Malaysian singer Karen Kong lives it up in Hong Kong

Malaysian singer Karen Kong lives it up in Hong Kong

From Labuan, to Kuala Lumpur, to Taipei, and now, Hong Kong, Karen Kong’s showbiz career has been one change in location after another.

The 31-year-old Labuan native made her showbiz debut in 2007 with a Malay album called Mulakan, featuring the hit song Cinta Hello Kitty, and moved to Taiwan to further her career in 2009.

In 2010, she went to Hong Kong to become the first Malaysian to co-host Jade Solid Gold (JSG), one of the most popular music-chart shows there.

Kong has been based in the former British colony ever since, and has been busy immersing herself in the entertainment industry over there through performing in musical stage shows, releasing singles, and writing songs.
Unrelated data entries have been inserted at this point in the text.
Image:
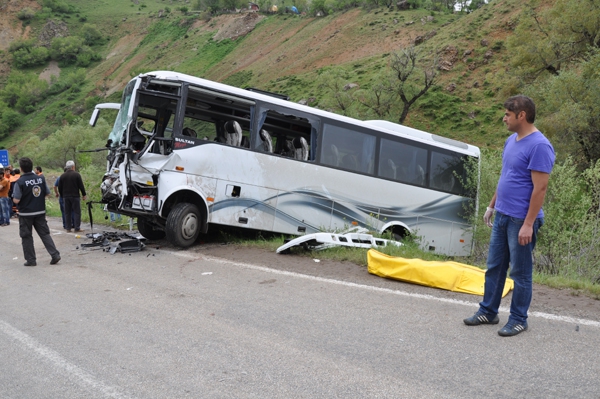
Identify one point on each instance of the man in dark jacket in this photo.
(69, 187)
(29, 194)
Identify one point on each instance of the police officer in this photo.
(30, 196)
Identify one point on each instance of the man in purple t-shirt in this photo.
(527, 161)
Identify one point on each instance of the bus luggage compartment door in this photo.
(244, 205)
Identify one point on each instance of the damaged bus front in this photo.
(140, 153)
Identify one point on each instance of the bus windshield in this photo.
(123, 118)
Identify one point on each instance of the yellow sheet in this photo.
(452, 276)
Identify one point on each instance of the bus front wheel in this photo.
(183, 225)
(147, 230)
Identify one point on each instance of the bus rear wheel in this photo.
(183, 225)
(147, 230)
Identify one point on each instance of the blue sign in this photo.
(4, 158)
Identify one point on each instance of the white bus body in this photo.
(256, 161)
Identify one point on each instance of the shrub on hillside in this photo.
(59, 6)
(67, 81)
(92, 35)
(69, 49)
(29, 57)
(26, 14)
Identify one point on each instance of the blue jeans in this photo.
(504, 250)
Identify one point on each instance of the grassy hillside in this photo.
(290, 54)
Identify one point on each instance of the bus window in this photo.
(287, 135)
(447, 172)
(348, 149)
(403, 162)
(217, 117)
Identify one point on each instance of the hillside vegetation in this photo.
(58, 59)
(287, 53)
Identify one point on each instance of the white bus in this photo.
(187, 152)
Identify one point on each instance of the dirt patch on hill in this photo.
(11, 28)
(234, 27)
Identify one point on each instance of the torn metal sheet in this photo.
(132, 243)
(320, 241)
(131, 246)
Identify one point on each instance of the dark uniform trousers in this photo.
(39, 223)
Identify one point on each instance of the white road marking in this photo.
(55, 358)
(543, 315)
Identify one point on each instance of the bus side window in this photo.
(445, 172)
(354, 151)
(267, 142)
(402, 162)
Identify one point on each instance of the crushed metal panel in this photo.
(320, 241)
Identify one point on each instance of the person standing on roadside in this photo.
(15, 174)
(30, 196)
(527, 161)
(5, 202)
(61, 202)
(69, 187)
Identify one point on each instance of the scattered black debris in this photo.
(114, 242)
(131, 246)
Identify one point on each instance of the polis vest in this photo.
(33, 195)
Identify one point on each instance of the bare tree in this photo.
(413, 81)
(379, 98)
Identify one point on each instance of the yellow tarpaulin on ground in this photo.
(452, 276)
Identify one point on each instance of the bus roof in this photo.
(381, 125)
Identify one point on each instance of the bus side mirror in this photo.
(94, 117)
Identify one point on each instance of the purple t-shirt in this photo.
(519, 158)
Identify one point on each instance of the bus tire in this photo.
(183, 225)
(147, 230)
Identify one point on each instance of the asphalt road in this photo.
(163, 323)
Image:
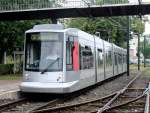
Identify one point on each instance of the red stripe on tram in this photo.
(75, 56)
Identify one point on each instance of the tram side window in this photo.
(108, 58)
(116, 59)
(69, 53)
(120, 58)
(100, 57)
(86, 57)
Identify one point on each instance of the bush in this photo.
(6, 69)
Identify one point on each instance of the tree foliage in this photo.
(12, 34)
(114, 28)
(145, 52)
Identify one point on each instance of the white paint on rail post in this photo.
(147, 100)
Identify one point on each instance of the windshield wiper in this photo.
(42, 72)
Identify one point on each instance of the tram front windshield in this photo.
(44, 51)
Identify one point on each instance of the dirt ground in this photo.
(7, 85)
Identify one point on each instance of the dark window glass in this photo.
(86, 57)
(100, 58)
(44, 51)
(69, 53)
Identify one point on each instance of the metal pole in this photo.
(128, 38)
(138, 51)
(144, 50)
(54, 20)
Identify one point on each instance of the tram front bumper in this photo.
(38, 87)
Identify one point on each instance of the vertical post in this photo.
(54, 20)
(144, 50)
(128, 38)
(138, 51)
(5, 57)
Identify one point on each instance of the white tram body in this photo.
(61, 60)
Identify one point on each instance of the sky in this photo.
(147, 24)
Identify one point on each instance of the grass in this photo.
(147, 73)
(11, 77)
(135, 67)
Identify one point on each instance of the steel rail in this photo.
(115, 95)
(11, 104)
(74, 105)
(145, 93)
(42, 106)
(107, 105)
(146, 110)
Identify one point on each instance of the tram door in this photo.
(100, 65)
(116, 64)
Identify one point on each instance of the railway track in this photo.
(119, 102)
(119, 99)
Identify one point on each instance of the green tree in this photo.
(12, 34)
(145, 52)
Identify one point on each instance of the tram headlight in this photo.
(59, 78)
(27, 76)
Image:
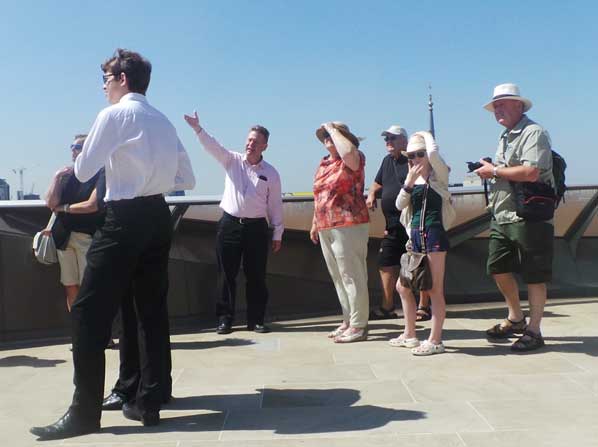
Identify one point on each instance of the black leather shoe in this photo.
(224, 328)
(259, 328)
(66, 427)
(148, 418)
(113, 402)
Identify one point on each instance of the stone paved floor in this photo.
(294, 387)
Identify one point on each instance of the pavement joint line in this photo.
(178, 376)
(461, 439)
(223, 424)
(480, 415)
(408, 390)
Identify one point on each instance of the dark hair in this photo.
(137, 68)
(261, 130)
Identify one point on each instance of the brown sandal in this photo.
(507, 328)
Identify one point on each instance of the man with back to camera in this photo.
(389, 181)
(77, 217)
(144, 159)
(516, 244)
(252, 193)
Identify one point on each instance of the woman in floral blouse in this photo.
(341, 225)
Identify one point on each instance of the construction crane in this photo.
(21, 190)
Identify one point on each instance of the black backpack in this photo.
(559, 165)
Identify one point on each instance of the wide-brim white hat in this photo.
(416, 143)
(395, 130)
(508, 91)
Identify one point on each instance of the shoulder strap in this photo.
(422, 217)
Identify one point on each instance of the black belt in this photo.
(243, 220)
(135, 200)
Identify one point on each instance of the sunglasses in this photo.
(420, 154)
(106, 77)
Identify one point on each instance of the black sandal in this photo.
(529, 341)
(380, 313)
(507, 328)
(423, 313)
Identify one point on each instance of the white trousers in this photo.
(345, 252)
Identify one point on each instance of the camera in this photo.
(473, 165)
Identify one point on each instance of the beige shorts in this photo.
(72, 259)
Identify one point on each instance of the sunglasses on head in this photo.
(106, 77)
(420, 154)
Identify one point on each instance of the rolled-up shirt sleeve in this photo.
(99, 145)
(184, 179)
(275, 214)
(215, 149)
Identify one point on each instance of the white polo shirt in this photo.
(140, 149)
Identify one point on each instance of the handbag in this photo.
(44, 248)
(415, 270)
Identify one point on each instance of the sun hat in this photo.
(416, 143)
(394, 130)
(508, 91)
(343, 129)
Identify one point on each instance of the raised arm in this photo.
(215, 149)
(185, 179)
(438, 165)
(346, 150)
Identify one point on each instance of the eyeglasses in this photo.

The 29 year old was recently back in Malaysia to recruit musicians for her upcoming new Mandarin EP album, her first since 2009, and took time to speak with Star2 about her time in Hong Kong and her future plans.

1. What have you been busy with lately?

I’ve been writing songs since I moved to Hong Kong, and I’ve been preparing a new Mandarin EP, and with songs that I wrote.

I’m really excited about this album because it is a very personal album, the songs tell stories about my life in Hong Kong, what I’ve learnt, the challenges I’ve faced, and the amusing things that have happened.

2. You have been based in Hong Kong since 2010. Why did you move there from Taiwan?

I wanted a new challenge. Up till then, I felt I was being a bit too protected, and was too content.

I needed to learn how to be independent and grow up, and do things on my own. I went to Hong Kong to learn how things are done over there, and to find my own identity.

3. What is the major difference between being in Taiwan and in Hong Kong?

I was in Taiwan for a year before going to Hong Kong. Taiwan was a bit more laid-back.

In Hong Kong, life is more fast-paced, they talk faster, and they access the latest news and information very quickly.

It’s a total contrast to my personality – I’m laid-back and relaxed, and had to change my lifestyle when I went over there.

Photo: KEVIN TAN/The Star

‘I nearly broke down during the recording, because I was so frustrated with the language!’

4. What was the biggest challenge you faced in Hong Kong?

The biggest challenge was the language. I was never good at speaking Cantonese even when I moved to KL, and when I went to Hong Kong, everyone speaks Cantonese there!

I recorded some Cantonese songs, and the process was a struggle for me. I nearly broke down during the recording, because I was so frustrated with the language!

5. You came back in Malaysia to recruit musicians to help you with the EP. Why specifically Malaysian musicians?

Malaysian musicians are actually really, really good. Some of them have even worked with superstars like Jacky Cheung.

A Hong Kong producer I am working with also mentioned to me that Malaysian musicians are highly sought after by Asian superstars.

As a Malaysian artiste, I want to do my part to support local musicians as well. I always have good chemistry when I work with Malaysian musicians, and I want my EP to have a Malaysian feel to it.